Leben und Entstehung
Johann Sebastian Bach (1685–1750) komponierte die sogenannten „Französischen Suiten“ (BWV 812–817) mutmaßlich in den Jahren 1722–1725, primär während seiner Zeit in Köthen (1717–1723) und den frühen Jahren in Leipzig (ab 1723). Obwohl sie den Beinamen „Französische“ tragen, der erst nach Bachs Tod gebräuchlich wurde und sich vermutlich auf ihre leichtere, galantere Textur im Vergleich zu den „Englischen Suiten“ bezieht, sind sie tief in der deutschen Tradition des Clavierstücks verwurzelt. Sie dienten wohl ursprünglich pädagogischen Zwecken für seine Schüler, darunter seine Söhne, entwickelten sich aber zu einem Kernrepertoire der Barockmusik für Tasteninstrumente. Die *Französische Suite Nr. 2 in g-Moll, BWV 813*, zu der diese Allemande gehört, zählt zu den populärsten dieser Sammlung und zeigt Bachs fortgeschrittene Beherrschung von Kontrapunkt und Harmonik im Rahmen einer stilisierten Tanzform.
Werk und Eigenschaften
Die Allemande ist traditionell der Eröffnungssatz einer Barocksuite und hat ihren Ursprung in einem langsamen deutschen Tanz. Bachs Allemande in g-Moll, BWV 813/1, ist im gemäßigten 4/4-Takt gehalten und zeichnet sich durch eine durchweg fließende, oft seufzerartige Melodik aus. Ihre harmonische Sprache ist reich und expressiv, typisch für g-Moll als Tonart, die oft mit Melancholie oder ernster Kontemplation assoziiert wird.

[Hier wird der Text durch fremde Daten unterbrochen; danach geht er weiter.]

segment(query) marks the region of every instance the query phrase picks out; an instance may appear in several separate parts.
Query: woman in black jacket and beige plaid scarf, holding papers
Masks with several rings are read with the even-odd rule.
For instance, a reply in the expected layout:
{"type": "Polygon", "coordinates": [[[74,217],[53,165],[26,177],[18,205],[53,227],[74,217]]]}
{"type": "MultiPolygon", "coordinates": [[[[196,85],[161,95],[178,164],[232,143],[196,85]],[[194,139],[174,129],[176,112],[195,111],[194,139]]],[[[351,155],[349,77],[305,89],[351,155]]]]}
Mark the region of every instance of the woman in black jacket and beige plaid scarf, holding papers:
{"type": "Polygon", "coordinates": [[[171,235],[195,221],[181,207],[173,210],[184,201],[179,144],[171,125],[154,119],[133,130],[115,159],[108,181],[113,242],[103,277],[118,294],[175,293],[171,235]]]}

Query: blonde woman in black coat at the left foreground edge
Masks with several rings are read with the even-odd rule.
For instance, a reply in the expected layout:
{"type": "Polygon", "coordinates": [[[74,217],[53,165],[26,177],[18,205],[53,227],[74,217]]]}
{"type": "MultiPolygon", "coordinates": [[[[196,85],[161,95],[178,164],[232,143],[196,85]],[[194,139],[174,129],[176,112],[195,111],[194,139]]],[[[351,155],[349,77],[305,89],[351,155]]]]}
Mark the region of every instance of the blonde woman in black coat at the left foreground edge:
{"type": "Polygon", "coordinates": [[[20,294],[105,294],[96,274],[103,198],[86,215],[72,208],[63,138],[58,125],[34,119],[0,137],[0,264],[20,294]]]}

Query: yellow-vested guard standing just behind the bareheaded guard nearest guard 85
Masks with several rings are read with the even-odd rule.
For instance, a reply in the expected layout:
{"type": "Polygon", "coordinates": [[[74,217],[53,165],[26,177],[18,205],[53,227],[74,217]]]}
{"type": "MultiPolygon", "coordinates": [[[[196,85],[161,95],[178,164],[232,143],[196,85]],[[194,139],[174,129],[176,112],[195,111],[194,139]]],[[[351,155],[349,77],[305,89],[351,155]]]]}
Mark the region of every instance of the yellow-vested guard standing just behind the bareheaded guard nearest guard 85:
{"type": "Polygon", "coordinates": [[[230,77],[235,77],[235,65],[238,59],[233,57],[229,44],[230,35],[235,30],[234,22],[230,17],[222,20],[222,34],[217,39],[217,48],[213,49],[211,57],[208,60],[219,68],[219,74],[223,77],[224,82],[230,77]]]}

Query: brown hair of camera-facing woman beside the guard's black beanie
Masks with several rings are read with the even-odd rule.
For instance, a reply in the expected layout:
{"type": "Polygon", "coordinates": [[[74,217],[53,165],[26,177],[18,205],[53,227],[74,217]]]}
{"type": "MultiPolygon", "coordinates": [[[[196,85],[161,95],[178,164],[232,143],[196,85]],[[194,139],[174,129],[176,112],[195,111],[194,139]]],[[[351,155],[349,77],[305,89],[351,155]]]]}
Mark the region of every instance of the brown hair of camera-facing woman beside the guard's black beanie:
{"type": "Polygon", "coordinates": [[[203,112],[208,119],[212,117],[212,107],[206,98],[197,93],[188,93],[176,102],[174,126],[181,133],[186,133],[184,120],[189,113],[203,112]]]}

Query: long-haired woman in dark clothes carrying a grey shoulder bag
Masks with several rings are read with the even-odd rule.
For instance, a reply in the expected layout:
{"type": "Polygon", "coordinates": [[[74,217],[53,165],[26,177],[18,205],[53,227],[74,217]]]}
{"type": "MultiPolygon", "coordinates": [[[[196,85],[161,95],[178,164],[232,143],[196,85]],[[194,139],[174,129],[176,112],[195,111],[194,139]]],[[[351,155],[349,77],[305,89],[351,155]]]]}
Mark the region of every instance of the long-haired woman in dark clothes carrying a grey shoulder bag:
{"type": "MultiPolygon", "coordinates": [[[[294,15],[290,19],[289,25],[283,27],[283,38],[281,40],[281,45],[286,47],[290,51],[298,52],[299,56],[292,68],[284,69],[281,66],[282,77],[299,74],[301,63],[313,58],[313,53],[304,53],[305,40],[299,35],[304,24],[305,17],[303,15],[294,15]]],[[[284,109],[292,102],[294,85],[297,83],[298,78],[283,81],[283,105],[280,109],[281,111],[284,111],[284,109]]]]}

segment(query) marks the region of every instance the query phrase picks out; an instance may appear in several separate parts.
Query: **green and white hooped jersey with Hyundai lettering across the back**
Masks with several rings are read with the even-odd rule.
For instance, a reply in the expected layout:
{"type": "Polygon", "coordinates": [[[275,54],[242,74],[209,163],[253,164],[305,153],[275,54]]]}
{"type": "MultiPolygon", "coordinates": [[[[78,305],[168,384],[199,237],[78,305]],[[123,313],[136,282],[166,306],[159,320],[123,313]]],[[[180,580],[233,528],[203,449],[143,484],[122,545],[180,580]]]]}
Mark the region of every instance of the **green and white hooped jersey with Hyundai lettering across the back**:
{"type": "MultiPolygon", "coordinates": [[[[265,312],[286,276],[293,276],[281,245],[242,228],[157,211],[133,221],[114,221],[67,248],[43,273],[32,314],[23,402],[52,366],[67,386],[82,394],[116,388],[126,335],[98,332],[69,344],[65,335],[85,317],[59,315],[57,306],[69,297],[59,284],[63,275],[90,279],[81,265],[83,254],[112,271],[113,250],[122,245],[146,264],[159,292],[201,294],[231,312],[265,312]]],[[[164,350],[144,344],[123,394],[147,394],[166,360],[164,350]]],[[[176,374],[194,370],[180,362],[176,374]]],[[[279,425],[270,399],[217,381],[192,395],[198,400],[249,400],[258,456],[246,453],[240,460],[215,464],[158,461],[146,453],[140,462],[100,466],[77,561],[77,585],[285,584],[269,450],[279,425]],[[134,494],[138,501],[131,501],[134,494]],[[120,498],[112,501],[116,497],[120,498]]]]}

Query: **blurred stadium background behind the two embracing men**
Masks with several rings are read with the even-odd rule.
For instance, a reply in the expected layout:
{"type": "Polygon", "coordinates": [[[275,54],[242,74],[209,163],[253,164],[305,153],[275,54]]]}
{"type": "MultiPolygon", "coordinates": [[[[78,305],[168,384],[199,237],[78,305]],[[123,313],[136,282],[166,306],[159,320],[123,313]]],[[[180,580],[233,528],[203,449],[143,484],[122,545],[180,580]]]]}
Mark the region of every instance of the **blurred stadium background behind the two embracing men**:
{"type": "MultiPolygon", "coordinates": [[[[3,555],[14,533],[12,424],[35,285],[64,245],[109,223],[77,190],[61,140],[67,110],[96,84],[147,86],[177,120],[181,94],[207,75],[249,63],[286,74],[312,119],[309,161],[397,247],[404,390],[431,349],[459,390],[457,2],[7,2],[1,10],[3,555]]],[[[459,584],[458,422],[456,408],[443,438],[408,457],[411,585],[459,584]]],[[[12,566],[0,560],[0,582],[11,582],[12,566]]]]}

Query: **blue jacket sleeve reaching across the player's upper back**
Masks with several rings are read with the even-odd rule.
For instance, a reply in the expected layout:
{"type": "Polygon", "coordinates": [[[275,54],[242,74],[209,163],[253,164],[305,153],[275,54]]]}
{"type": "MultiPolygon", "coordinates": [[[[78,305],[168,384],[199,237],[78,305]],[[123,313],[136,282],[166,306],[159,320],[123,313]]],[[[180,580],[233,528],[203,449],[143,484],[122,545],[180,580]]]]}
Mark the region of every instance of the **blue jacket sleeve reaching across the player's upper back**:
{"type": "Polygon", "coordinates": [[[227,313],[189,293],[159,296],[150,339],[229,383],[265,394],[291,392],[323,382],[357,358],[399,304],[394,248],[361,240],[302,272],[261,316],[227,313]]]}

Strukturell ist die Allemande in der zweiteiligen Form (A-B) angelegt, die für Barocktänze charakteristisch ist, wobei jeder Teil wiederholt wird. Der erste Teil (A) beginnt in der Grundtonart g-Moll und moduliert typischerweise zur Dominante (D-Dur) oder zur Paralleltonart (B-Dur). Der zweite Teil (B) setzt die harmonische und melodische Entwicklung fort, oft durch entferntere Tonarten, bevor er schließlich zur Grundtonart zurückkehrt. Bach verwendet in diesem Satz eine polyphone Textur, die zwar nicht so dicht wie eine Fuge ist, aber dennoch mehrere unabhängige Stimmen geschickt miteinander verwebt, um eine reichhaltige Klangfülle und harmonische Bewegung zu erzeugen. Die oft auftretenden durchgehenden Sechzehntel-Bewegungen verleihen dem Satz eine stetige, vorantreibende, aber nie überstürzte Energie. Die melodischen Linien sind kunstvoll verziert, was zur Eleganz und Ausdruckskraft beiträgt.
Bedeutung
Die Allemande aus der Französischen Suite Nr. 2 ist mehr als nur ein technisches Übungsstück; sie ist ein kleines Meisterwerk an Ausdruck und Form. Innerhalb von Bachs Gesamtwerk repräsentiert sie exemplarisch seine Fähigkeit, stilisierten Tanzformen eine tiefe musikalische und emotionale Dimension zu verleihen, weit über ihren ursprünglichen Zweck hinaus. Sie dient nicht nur als Einführung in die Suite, sondern etabliert auch sofort den ernsten, doch eleganten Charakter des gesamten Werkes.
Für nachfolgende Generationen von Komponisten und Musikern, von Mozart bis Schönberg, blieben Bachs Suiten ein unerschöpflicher Quell der Inspiration und des Studiums. Diese Allemande, mit ihrer perfekten Balance aus kontrapunktischer Raffinesse, harmonischer Tiefe und melodischer Schönheit, ist ein Eckpfeiler im Repertoire für Tasteninstrumente und ein Zeugnis der zeitlosen Genialität Johann Sebastian Bachs. Sie fordert vom Interpreten nicht nur technische Präzision, sondern auch ein tiefes Verständnis für die barocke Affektenlehre und die feinen Nuancen der musikalischen Rhetorik.